Szydło nie wytrzymała. "Otrzyma pani pozew"
Beata Szydło zapowiedziała złożenie pozwu przeciwko posłance Koalicji Obywatelskiej Agnieszce Pomasce. Posłanka opozycji nazwała byłą premier, a obecnie europosłankę PiS "zwykłą oszustką". Chodzi o sprawę wypadku z udziałem rządowej limuzyny, którą w 2017 roku podróżowała ówczesna szefowa rządu.
W piątek Sebastian Kościelnik, uczestnik wypadku z rządową kolumną, w której jechała była premier Beata Szydło, udostępnił na Twitterze wpis w rocznicę zdarzenia.
"Dzisiaj mija równo 6 lat, sześć długich, wyboistych i niespokojnych lat trwa, ta nierówna od samego początku batalia. W końcu jak można mówić o równości, gdy cały aparat państwa został zaangażowany do działania wobec obywatela, który miał czelność stanąć władzy na drodze?" - napisał mężczyzna.
Niedługo po tym posłanka KO Agnieszka Pomaska udostępniła wywiad z Kościelnikiem, którego udzielił teraz Wirtualnej Polsce. W rozmowie poruszył sprawę głośnego wypadku z 2017 roku.
"Premier Beata Szydło okazała się zwykłą oszustką. Zniszczyła życie młodemu bezbronnemu w starciu z władzą chłopakowi. Ale pamiętaj Sebastian Kościelnik, nigdy nie będziesz szedł sam" - napisała Pomaska.
Dalsza część artykułu pod materiałem wideo
Zobacz też: Stawia sprawę jasno. Jest ultimatum wobec Sikorskiego
Na jej słowa szybko zareagowała Beata Szydło. "Niech się pani zastanowi nad tym, co napisała i nad sobą samą. A za ten wpis otrzyma pani pozew" - zapowiedziała była szefowa rządu.
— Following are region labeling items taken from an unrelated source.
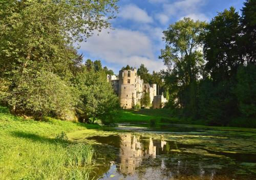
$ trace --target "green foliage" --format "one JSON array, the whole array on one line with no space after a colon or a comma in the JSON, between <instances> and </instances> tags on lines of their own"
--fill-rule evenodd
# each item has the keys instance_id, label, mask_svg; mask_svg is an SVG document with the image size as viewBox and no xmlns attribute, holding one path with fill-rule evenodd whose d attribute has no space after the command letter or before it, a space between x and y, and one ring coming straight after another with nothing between
<instances>
[{"instance_id":1,"label":"green foliage","mask_svg":"<svg viewBox=\"0 0 256 180\"><path fill-rule=\"evenodd\" d=\"M142 97L140 100L140 104L142 106L144 106L145 107L148 107L151 104L150 101L150 93L147 92L144 92Z\"/></svg>"},{"instance_id":2,"label":"green foliage","mask_svg":"<svg viewBox=\"0 0 256 180\"><path fill-rule=\"evenodd\" d=\"M83 143L70 145L66 164L71 167L85 167L93 163L94 149Z\"/></svg>"},{"instance_id":3,"label":"green foliage","mask_svg":"<svg viewBox=\"0 0 256 180\"><path fill-rule=\"evenodd\" d=\"M5 100L15 114L39 120L50 113L61 117L77 101L74 89L53 73L31 71L15 74L12 80Z\"/></svg>"},{"instance_id":4,"label":"green foliage","mask_svg":"<svg viewBox=\"0 0 256 180\"><path fill-rule=\"evenodd\" d=\"M196 80L203 63L202 52L198 49L202 45L200 36L205 26L204 22L184 18L163 32L166 44L159 58L168 68L162 74L165 88L170 89L168 106L183 107L186 116L195 116Z\"/></svg>"},{"instance_id":5,"label":"green foliage","mask_svg":"<svg viewBox=\"0 0 256 180\"><path fill-rule=\"evenodd\" d=\"M256 1L246 0L242 9L242 27L244 33L241 44L244 47L244 55L247 63L256 62Z\"/></svg>"},{"instance_id":6,"label":"green foliage","mask_svg":"<svg viewBox=\"0 0 256 180\"><path fill-rule=\"evenodd\" d=\"M239 38L241 30L240 16L234 8L219 13L206 27L204 36L205 70L214 81L228 80L243 64Z\"/></svg>"},{"instance_id":7,"label":"green foliage","mask_svg":"<svg viewBox=\"0 0 256 180\"><path fill-rule=\"evenodd\" d=\"M64 131L62 131L60 133L57 134L55 136L55 139L57 141L68 141L69 140L67 134Z\"/></svg>"},{"instance_id":8,"label":"green foliage","mask_svg":"<svg viewBox=\"0 0 256 180\"><path fill-rule=\"evenodd\" d=\"M148 70L143 64L141 64L137 71L138 76L143 80L144 83L150 83L151 80L151 75L148 73Z\"/></svg>"},{"instance_id":9,"label":"green foliage","mask_svg":"<svg viewBox=\"0 0 256 180\"><path fill-rule=\"evenodd\" d=\"M130 66L128 64L126 66L126 67L122 67L122 70L133 70L134 68L133 66L130 67Z\"/></svg>"},{"instance_id":10,"label":"green foliage","mask_svg":"<svg viewBox=\"0 0 256 180\"><path fill-rule=\"evenodd\" d=\"M74 83L79 94L76 109L80 121L94 123L99 119L108 123L114 120L119 109L118 98L103 72L84 71Z\"/></svg>"},{"instance_id":11,"label":"green foliage","mask_svg":"<svg viewBox=\"0 0 256 180\"><path fill-rule=\"evenodd\" d=\"M175 112L174 121L255 127L255 3L246 1L242 17L231 7L209 24L185 18L164 31L165 107Z\"/></svg>"},{"instance_id":12,"label":"green foliage","mask_svg":"<svg viewBox=\"0 0 256 180\"><path fill-rule=\"evenodd\" d=\"M104 66L104 68L103 68L103 71L106 74L114 75L114 72L113 71L113 70L109 70L106 66Z\"/></svg>"},{"instance_id":13,"label":"green foliage","mask_svg":"<svg viewBox=\"0 0 256 180\"><path fill-rule=\"evenodd\" d=\"M85 69L74 43L110 27L116 2L2 1L0 102L13 113L39 120L73 110L79 95L71 80ZM99 60L86 65L102 69Z\"/></svg>"},{"instance_id":14,"label":"green foliage","mask_svg":"<svg viewBox=\"0 0 256 180\"><path fill-rule=\"evenodd\" d=\"M237 74L235 94L239 110L246 117L256 117L256 65L241 66Z\"/></svg>"},{"instance_id":15,"label":"green foliage","mask_svg":"<svg viewBox=\"0 0 256 180\"><path fill-rule=\"evenodd\" d=\"M0 179L91 179L93 149L65 140L68 132L92 132L87 129L92 127L51 118L25 120L0 106Z\"/></svg>"},{"instance_id":16,"label":"green foliage","mask_svg":"<svg viewBox=\"0 0 256 180\"><path fill-rule=\"evenodd\" d=\"M140 104L139 103L137 103L134 107L135 109L140 109L141 107L140 107Z\"/></svg>"}]
</instances>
Jak dodała: "Partyjni koledzy pana Kościelnika z PO rzucili się na mnie od rana ze swoimi obelgami i kłamstwami". W jej ocenie to "skoordynowana kampania nienawiści - typowa metoda PO".
Wypadek Beaty Szydło
Do wypadku z udziałem samochodu Kościelnika doszło 10 lutego 2017 r. w Oświęcimiu. Wówczas - jak informowała policja - rządowa kolumna trzech samochodów, w której jechała ówczesna premier, wyprzedzała fiata seicento. Jego kierowca przepuścił pierwszy samochód, a następnie zaczął skręcać w lewo i uderzył w auto ówczesnej szefowej rządu, które wjechało w drzewo. Poszkodowana została premier oraz funkcjonariusze Biura Ochrony Rządu.
Zaraz po wypadku politycy PiS - z ówczesnym szefem MSWiA Mariuszem Błaszczakiem na czele - mówili w mediach, że winnym zdarzenia jest 20-letni maturzysta. W 2020 roku sąd w Oświęcimiu uznał, że Kościelnik nieumyślnie naruszył przepisy ruchu drogowego. Sędzia wskazał jednak na brak sygnałów dźwiękowych kolumny BOR i warunkowo umarza postępowanie.
Zarówno prokuratura, jak i obrońca odwołali się od tej decyzji. Już po wyroku pierwszej instancji oficer BOR, który w 2017 roku brał udział w wypadku, przyznał, że on i pozostali funkcjonariusze składali w śledztwie fałszywe zeznania. Kolumna - jak opowiadał - jechała bez sygnałów dźwiękowych.
Prokurator Rafał Babiński ocenia, że zeznania oficera "nie wnoszą nic do sprawy w zakresie ustalenia stanu faktycznego". Proces odwoławczy trwa w Sądzie Okręgowym w Krakowie. Na luty są zaplanowane mowy końcowe.